Rep. Mondaire Jones (D-N.Y.) conducts a news conference

Rep. Mondaire Jones (D-N.Y.) conducts a news conference outside the Capitol to reintroduce the Universal Child Care and Early Learning Act on Tuesday, April 27, 2021. (Photo: Tom Williams/CQ-Roll Call, Inc via Getty Images)

Mondaire Jones Warns Against Watering Down Human Infrastructure Proposals

The New York Democrat is advocating universal programs, not means-tested ones, for programs in the Build Back Better plan.

Democratic Rep. Mondaire Jones on Sunday criticized efforts to include means-testing requirements on programs in his party's reconciliation package as an approach that is not cost-effective and that could exclude those most in need.
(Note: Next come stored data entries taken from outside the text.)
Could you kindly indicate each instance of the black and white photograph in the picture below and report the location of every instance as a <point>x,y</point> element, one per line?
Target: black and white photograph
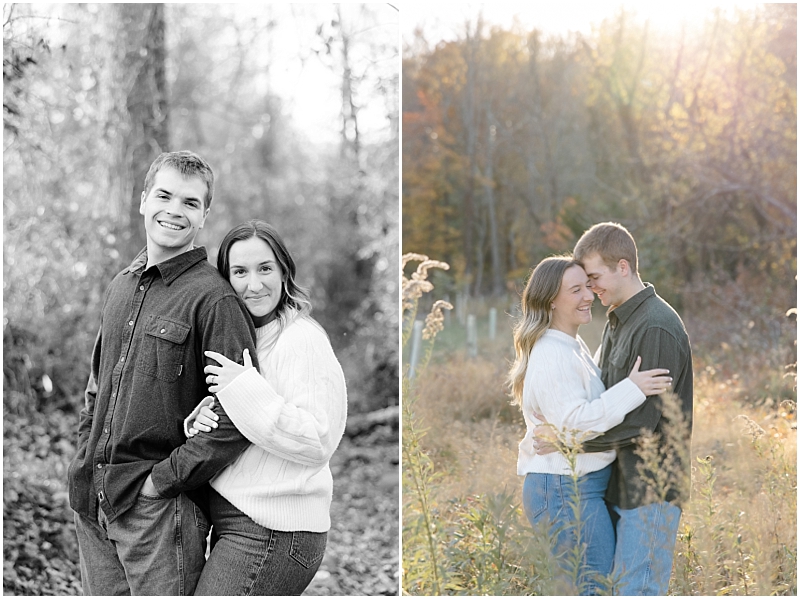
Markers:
<point>200,299</point>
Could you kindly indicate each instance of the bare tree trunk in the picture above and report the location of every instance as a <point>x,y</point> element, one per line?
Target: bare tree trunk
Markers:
<point>488,194</point>
<point>350,147</point>
<point>471,128</point>
<point>134,101</point>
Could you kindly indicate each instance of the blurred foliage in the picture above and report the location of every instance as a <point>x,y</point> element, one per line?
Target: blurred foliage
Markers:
<point>515,142</point>
<point>71,199</point>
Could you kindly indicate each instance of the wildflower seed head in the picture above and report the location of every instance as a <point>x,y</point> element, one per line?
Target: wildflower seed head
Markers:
<point>434,321</point>
<point>415,257</point>
<point>751,427</point>
<point>422,270</point>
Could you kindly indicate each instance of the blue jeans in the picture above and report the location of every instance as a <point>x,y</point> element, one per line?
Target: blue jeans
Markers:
<point>645,545</point>
<point>157,547</point>
<point>248,559</point>
<point>547,497</point>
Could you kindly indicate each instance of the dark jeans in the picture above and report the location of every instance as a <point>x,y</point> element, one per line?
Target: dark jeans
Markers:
<point>155,548</point>
<point>248,559</point>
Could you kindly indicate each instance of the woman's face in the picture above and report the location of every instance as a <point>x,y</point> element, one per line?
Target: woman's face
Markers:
<point>256,276</point>
<point>573,304</point>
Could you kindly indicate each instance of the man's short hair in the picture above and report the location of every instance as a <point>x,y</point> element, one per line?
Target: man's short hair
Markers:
<point>187,164</point>
<point>612,242</point>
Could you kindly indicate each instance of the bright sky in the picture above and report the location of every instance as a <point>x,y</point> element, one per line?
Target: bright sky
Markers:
<point>444,22</point>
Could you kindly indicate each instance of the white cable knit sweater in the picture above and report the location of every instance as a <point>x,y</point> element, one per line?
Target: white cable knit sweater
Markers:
<point>294,414</point>
<point>563,384</point>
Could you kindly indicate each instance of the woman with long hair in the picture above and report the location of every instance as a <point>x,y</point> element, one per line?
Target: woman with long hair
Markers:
<point>554,379</point>
<point>270,509</point>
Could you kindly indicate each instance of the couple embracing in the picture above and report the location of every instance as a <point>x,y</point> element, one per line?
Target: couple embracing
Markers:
<point>628,535</point>
<point>151,438</point>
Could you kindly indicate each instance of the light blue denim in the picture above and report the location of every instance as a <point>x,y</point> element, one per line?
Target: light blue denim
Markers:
<point>645,544</point>
<point>547,497</point>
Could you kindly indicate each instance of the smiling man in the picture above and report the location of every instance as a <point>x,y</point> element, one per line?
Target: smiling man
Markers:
<point>640,323</point>
<point>136,484</point>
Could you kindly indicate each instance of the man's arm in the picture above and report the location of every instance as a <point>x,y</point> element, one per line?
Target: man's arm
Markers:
<point>90,396</point>
<point>658,349</point>
<point>227,329</point>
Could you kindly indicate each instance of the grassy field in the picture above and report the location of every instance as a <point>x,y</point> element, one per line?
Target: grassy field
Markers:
<point>464,532</point>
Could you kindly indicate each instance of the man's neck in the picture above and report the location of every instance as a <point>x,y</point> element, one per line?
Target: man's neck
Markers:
<point>158,255</point>
<point>634,287</point>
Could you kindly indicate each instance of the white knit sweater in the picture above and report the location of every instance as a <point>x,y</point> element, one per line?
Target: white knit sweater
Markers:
<point>294,414</point>
<point>563,384</point>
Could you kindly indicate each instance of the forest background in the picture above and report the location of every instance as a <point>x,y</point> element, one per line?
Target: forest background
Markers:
<point>296,109</point>
<point>514,143</point>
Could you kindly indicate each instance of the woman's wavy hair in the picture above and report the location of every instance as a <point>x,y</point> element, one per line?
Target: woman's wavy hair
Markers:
<point>294,300</point>
<point>540,291</point>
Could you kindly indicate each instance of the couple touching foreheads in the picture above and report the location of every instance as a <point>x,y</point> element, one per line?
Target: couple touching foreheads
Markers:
<point>627,534</point>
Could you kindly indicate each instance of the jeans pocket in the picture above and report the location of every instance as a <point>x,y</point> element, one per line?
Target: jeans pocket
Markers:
<point>308,548</point>
<point>151,497</point>
<point>534,496</point>
<point>200,520</point>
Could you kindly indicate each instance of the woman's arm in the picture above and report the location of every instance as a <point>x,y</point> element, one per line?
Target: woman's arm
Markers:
<point>301,415</point>
<point>563,401</point>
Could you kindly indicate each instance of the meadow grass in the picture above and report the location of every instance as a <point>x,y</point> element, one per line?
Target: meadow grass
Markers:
<point>737,534</point>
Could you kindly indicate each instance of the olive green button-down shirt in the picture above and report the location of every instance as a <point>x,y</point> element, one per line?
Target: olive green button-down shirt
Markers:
<point>645,326</point>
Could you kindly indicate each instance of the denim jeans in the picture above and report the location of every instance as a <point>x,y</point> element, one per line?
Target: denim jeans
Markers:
<point>547,498</point>
<point>157,547</point>
<point>248,559</point>
<point>645,545</point>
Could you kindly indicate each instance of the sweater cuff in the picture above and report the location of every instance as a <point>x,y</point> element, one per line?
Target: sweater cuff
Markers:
<point>628,394</point>
<point>241,397</point>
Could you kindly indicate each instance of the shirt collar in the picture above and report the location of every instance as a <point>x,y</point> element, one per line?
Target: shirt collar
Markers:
<point>170,269</point>
<point>624,311</point>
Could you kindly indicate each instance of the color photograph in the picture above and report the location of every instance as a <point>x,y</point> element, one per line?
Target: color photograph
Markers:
<point>599,254</point>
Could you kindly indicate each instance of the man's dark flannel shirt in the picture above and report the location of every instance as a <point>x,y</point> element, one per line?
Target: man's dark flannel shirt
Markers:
<point>147,376</point>
<point>645,326</point>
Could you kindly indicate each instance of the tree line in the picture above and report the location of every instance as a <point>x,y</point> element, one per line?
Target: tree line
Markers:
<point>94,92</point>
<point>514,142</point>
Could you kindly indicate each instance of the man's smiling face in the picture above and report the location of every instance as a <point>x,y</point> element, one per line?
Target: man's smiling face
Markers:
<point>174,211</point>
<point>606,283</point>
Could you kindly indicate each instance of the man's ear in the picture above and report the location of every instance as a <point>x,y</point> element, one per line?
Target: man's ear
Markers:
<point>205,216</point>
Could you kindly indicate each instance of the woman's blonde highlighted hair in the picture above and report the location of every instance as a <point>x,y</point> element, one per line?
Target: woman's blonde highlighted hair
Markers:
<point>541,289</point>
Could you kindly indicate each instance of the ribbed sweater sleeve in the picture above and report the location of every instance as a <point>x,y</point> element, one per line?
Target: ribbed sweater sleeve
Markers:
<point>297,410</point>
<point>561,393</point>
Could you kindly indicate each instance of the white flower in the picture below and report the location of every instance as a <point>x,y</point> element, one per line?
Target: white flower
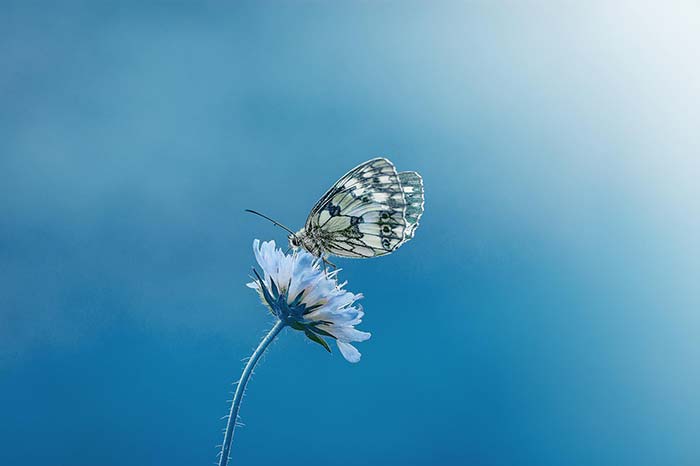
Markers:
<point>300,293</point>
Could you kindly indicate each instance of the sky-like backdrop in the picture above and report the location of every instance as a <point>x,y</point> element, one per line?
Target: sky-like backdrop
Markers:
<point>546,313</point>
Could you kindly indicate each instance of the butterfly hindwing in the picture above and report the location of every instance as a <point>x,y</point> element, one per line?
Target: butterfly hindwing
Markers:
<point>412,185</point>
<point>363,214</point>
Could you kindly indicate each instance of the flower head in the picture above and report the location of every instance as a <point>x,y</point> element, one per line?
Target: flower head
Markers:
<point>299,292</point>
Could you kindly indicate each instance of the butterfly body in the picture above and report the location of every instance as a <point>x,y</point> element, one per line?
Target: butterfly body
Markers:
<point>369,212</point>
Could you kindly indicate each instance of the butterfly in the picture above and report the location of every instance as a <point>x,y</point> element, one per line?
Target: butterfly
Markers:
<point>370,211</point>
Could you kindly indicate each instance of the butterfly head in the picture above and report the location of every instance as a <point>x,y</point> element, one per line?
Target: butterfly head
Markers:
<point>294,241</point>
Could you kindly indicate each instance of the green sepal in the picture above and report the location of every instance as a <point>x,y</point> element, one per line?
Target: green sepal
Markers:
<point>315,329</point>
<point>315,338</point>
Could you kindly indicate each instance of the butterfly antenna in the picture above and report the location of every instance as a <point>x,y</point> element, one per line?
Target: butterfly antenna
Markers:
<point>273,221</point>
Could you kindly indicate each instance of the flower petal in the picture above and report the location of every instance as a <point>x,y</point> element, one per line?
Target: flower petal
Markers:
<point>349,352</point>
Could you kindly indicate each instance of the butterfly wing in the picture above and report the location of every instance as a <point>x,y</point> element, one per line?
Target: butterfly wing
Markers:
<point>364,213</point>
<point>412,186</point>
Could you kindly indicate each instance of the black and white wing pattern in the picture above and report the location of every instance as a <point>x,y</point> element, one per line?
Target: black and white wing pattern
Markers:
<point>369,212</point>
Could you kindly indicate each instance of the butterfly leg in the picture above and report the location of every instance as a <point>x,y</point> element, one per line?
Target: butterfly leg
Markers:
<point>326,263</point>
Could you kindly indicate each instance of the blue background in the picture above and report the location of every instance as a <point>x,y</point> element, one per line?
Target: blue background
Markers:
<point>545,314</point>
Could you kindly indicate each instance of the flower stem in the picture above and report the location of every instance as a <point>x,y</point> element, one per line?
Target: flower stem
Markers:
<point>238,396</point>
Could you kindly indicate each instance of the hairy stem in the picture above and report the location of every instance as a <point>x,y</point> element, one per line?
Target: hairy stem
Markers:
<point>245,376</point>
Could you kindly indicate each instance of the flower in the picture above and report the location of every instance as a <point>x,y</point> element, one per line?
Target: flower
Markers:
<point>299,292</point>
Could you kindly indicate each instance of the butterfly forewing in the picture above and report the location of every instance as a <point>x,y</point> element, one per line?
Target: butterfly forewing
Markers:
<point>363,214</point>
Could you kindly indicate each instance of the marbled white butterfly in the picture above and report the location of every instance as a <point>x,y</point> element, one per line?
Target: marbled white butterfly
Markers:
<point>369,212</point>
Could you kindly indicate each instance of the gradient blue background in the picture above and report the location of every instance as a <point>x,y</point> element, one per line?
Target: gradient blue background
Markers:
<point>545,314</point>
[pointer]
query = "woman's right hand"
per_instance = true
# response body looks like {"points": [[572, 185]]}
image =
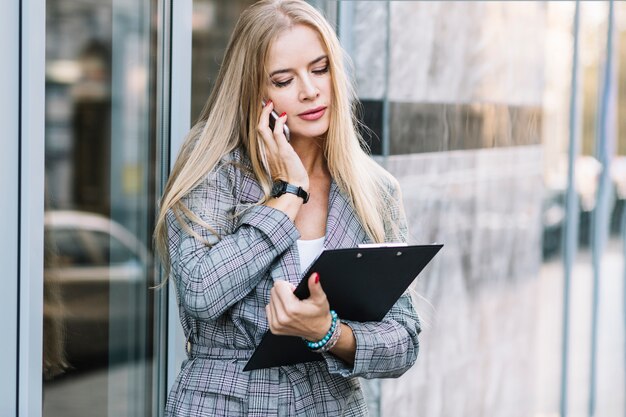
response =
{"points": [[284, 163]]}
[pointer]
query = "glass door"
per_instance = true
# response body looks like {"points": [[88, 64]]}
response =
{"points": [[101, 184]]}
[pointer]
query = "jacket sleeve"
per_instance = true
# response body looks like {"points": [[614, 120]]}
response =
{"points": [[388, 348], [211, 278]]}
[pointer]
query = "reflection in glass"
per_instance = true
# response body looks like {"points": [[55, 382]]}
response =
{"points": [[100, 179]]}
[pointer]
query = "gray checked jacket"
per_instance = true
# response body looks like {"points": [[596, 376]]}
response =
{"points": [[222, 292]]}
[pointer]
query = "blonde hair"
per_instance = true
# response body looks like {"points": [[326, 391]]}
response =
{"points": [[225, 124]]}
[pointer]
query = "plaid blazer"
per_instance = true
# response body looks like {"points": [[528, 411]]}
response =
{"points": [[222, 292]]}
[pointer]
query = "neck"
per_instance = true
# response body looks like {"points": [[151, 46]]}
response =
{"points": [[311, 153]]}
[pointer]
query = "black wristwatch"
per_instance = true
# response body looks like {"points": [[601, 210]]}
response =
{"points": [[281, 187]]}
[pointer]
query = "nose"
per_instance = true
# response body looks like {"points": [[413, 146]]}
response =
{"points": [[308, 89]]}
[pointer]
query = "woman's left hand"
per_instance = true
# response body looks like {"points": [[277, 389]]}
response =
{"points": [[289, 316]]}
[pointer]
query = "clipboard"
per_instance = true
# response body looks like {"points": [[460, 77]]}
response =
{"points": [[361, 284]]}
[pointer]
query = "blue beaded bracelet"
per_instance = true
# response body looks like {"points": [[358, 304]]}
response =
{"points": [[321, 345]]}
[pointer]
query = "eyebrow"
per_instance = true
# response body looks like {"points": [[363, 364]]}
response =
{"points": [[315, 61]]}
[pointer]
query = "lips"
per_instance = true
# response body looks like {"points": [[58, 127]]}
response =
{"points": [[313, 114]]}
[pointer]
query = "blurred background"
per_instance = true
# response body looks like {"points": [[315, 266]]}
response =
{"points": [[505, 123]]}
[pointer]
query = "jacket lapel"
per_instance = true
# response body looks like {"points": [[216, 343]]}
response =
{"points": [[343, 228]]}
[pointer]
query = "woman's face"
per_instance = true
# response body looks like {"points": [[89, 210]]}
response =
{"points": [[299, 81]]}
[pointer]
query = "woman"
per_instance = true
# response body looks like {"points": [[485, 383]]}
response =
{"points": [[236, 239]]}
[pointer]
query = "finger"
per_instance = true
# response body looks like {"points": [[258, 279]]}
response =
{"points": [[268, 314], [279, 134], [283, 295], [315, 287], [264, 129]]}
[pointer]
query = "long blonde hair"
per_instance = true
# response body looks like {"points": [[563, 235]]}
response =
{"points": [[231, 114]]}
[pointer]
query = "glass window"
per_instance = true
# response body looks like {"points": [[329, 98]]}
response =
{"points": [[100, 167]]}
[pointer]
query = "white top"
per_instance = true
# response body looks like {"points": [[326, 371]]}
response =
{"points": [[309, 250]]}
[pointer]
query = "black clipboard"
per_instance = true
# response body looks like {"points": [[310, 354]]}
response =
{"points": [[362, 284]]}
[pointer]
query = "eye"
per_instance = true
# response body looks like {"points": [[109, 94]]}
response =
{"points": [[281, 84]]}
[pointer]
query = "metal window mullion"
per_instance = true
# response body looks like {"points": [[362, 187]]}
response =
{"points": [[180, 99], [162, 160], [570, 236], [9, 204], [32, 121], [600, 216]]}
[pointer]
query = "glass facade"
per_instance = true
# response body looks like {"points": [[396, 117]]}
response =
{"points": [[519, 171], [100, 200]]}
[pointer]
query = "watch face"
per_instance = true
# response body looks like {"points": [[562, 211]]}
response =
{"points": [[278, 188]]}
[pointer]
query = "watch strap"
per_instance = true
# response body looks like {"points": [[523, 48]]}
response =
{"points": [[281, 187]]}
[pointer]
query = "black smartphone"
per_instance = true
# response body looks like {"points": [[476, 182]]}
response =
{"points": [[273, 117]]}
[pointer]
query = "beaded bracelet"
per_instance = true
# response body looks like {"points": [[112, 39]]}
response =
{"points": [[331, 337]]}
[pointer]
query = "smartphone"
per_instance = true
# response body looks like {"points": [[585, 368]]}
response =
{"points": [[273, 117]]}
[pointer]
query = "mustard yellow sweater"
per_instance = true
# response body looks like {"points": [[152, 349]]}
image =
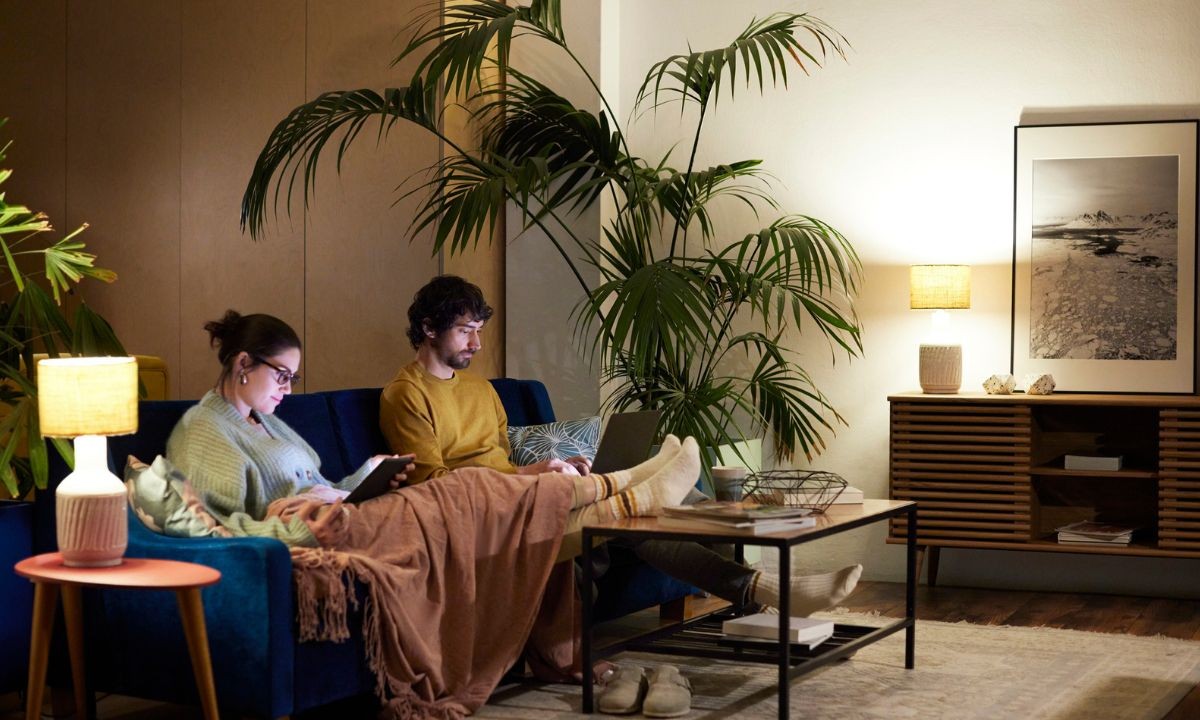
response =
{"points": [[448, 424]]}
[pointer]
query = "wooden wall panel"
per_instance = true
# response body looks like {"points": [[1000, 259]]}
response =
{"points": [[33, 96], [123, 162], [243, 70], [361, 270]]}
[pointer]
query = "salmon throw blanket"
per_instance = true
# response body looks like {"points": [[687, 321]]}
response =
{"points": [[460, 575]]}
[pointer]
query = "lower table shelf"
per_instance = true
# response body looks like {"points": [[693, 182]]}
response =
{"points": [[702, 637]]}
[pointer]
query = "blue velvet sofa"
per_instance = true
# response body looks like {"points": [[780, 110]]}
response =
{"points": [[135, 641]]}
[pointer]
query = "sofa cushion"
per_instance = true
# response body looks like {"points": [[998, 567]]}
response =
{"points": [[310, 415], [357, 417], [166, 503], [561, 441], [526, 402]]}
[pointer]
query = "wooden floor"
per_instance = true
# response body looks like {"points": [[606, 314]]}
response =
{"points": [[1096, 613]]}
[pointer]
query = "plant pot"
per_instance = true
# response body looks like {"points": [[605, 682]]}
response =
{"points": [[16, 593]]}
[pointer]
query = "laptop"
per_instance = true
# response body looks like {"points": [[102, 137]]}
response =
{"points": [[627, 441]]}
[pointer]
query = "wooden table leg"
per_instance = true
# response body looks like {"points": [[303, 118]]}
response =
{"points": [[191, 610], [72, 611], [46, 597]]}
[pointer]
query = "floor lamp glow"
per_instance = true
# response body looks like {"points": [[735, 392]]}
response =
{"points": [[88, 399], [940, 288]]}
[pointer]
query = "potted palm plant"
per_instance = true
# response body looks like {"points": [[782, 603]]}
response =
{"points": [[35, 274], [688, 316]]}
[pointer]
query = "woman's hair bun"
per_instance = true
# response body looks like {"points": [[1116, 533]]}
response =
{"points": [[219, 330]]}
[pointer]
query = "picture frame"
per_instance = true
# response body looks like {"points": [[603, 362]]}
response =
{"points": [[1104, 256]]}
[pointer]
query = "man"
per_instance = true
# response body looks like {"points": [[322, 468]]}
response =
{"points": [[453, 419]]}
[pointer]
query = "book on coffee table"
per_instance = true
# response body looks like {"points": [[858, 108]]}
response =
{"points": [[754, 527], [735, 510], [809, 631]]}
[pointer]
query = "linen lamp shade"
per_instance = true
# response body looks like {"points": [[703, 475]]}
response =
{"points": [[940, 288], [89, 399]]}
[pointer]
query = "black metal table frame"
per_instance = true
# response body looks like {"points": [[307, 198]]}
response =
{"points": [[699, 639]]}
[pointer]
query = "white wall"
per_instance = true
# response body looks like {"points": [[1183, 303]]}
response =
{"points": [[907, 149]]}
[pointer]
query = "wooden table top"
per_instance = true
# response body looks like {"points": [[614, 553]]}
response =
{"points": [[827, 521], [132, 574]]}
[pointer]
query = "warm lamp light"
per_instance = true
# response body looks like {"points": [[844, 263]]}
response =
{"points": [[88, 399], [940, 288]]}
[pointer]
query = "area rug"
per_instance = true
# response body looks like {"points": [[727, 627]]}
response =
{"points": [[963, 671]]}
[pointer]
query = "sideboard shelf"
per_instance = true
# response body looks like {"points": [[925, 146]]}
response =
{"points": [[987, 471]]}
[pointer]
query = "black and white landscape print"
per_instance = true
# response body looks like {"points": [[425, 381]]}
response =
{"points": [[1104, 258]]}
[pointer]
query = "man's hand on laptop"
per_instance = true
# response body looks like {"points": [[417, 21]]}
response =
{"points": [[552, 465]]}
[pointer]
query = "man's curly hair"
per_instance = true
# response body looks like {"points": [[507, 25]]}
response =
{"points": [[441, 303]]}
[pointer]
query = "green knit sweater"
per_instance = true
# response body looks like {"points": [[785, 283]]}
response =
{"points": [[238, 469]]}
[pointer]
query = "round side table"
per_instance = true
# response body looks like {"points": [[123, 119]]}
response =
{"points": [[49, 575]]}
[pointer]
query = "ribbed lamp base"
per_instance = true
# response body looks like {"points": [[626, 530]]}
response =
{"points": [[941, 369]]}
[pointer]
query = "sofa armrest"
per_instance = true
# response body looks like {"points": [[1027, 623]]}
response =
{"points": [[249, 616]]}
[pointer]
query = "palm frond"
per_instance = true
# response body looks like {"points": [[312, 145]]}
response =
{"points": [[767, 43], [294, 147], [463, 36]]}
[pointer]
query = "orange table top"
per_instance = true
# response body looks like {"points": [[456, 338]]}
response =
{"points": [[132, 574]]}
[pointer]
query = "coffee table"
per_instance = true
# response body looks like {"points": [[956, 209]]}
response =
{"points": [[702, 637]]}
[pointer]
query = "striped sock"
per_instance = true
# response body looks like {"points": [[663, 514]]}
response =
{"points": [[667, 486]]}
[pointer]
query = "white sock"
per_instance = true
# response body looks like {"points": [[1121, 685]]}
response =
{"points": [[667, 486], [619, 480], [809, 593]]}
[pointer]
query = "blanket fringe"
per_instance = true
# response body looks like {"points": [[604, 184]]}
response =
{"points": [[324, 592]]}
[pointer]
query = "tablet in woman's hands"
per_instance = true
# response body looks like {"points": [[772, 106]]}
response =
{"points": [[379, 480]]}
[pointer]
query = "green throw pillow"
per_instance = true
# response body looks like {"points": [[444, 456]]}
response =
{"points": [[165, 501], [535, 443]]}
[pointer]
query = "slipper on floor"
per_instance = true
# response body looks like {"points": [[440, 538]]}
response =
{"points": [[669, 694], [624, 693]]}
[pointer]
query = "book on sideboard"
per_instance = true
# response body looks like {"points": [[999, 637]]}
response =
{"points": [[1092, 462], [1098, 533]]}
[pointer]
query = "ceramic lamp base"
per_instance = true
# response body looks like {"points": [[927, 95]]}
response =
{"points": [[93, 529], [90, 509], [941, 369]]}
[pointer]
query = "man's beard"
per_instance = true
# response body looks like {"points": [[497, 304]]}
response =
{"points": [[460, 360]]}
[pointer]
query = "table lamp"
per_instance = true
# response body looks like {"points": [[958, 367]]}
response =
{"points": [[88, 399], [940, 288]]}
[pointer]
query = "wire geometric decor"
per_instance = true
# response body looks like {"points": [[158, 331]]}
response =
{"points": [[815, 490]]}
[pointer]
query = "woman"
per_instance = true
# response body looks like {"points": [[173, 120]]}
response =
{"points": [[420, 552]]}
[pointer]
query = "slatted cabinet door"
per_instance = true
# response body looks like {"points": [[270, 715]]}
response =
{"points": [[967, 465], [1179, 484]]}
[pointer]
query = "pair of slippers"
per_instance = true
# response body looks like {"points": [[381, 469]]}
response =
{"points": [[663, 693]]}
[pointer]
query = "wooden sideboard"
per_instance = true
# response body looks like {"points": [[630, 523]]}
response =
{"points": [[988, 471]]}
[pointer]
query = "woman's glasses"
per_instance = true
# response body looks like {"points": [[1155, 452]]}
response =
{"points": [[285, 376]]}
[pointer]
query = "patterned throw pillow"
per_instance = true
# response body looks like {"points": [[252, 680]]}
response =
{"points": [[535, 443], [165, 501]]}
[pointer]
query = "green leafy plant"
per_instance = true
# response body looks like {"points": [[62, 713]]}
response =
{"points": [[36, 273], [687, 316]]}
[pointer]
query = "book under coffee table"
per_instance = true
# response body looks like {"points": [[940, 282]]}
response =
{"points": [[702, 637]]}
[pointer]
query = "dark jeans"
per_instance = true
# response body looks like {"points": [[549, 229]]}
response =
{"points": [[699, 565]]}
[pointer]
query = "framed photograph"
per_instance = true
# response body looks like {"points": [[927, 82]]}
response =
{"points": [[1104, 256]]}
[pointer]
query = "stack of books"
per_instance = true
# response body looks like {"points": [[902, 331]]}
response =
{"points": [[807, 631], [1096, 533], [743, 516], [1092, 462]]}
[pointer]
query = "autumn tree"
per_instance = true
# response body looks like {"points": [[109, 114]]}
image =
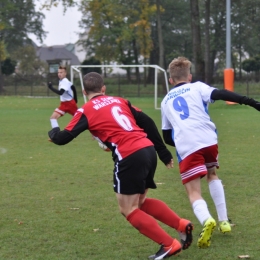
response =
{"points": [[18, 18]]}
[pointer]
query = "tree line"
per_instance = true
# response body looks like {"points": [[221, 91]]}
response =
{"points": [[148, 32]]}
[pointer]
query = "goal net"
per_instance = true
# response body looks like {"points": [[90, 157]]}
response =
{"points": [[127, 80]]}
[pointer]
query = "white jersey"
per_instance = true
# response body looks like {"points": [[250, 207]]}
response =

The vocal opposition to means-testing from Jones and other progressive Democrats came amid a push by conservative Democrats including Sen. Joe Manchin of West Virginia to pare back the climate and safety net package by imposing income limits on proposals like Medicare expansion.

"When you force people to prove that they qualify for a social program," Jones (D-N.Y.) told MSNBC's Ali Velshi, "you have to create processes and an entire administration to then verify eligibility."

"We know that that is overly burdensome for the neediest Americans, people who... can't obtain the documentation they need," he said.

A further problem, Jones continued, is that people "may be intimidated by the countless pages that they have to complete in many instances--in many instances complex pages."

"We know that universal programs are popular," he said. "There's a reason why Social Security and Medicare have withstood the test of time despite the best efforts by Republicans to roll those programs back."

Jones echoed some of the arguments against means-testing he made in a Washington Post joint op-ed last week with Rep. Katie Porter (D-Calif.).

"For [President Joe] Biden's agenda to meet its potential, we must heed the lessons of the past," Jones and Porter wrote. "That means making our investments universal."

"We can't, as some have insisted, weaken the proposals by 'means-testing' them: restricting benefits only to those who meet arbitrary income requirements and who have the ability to prove they do."

In that joint op-ed, as well as in his interview with Velshi, Jones pointed to 2011 research from the Center for Economic and Policy Research that found "meanstesting is not an effective route for reducing the cost of Social Security" and could in fact raise the costs of the program.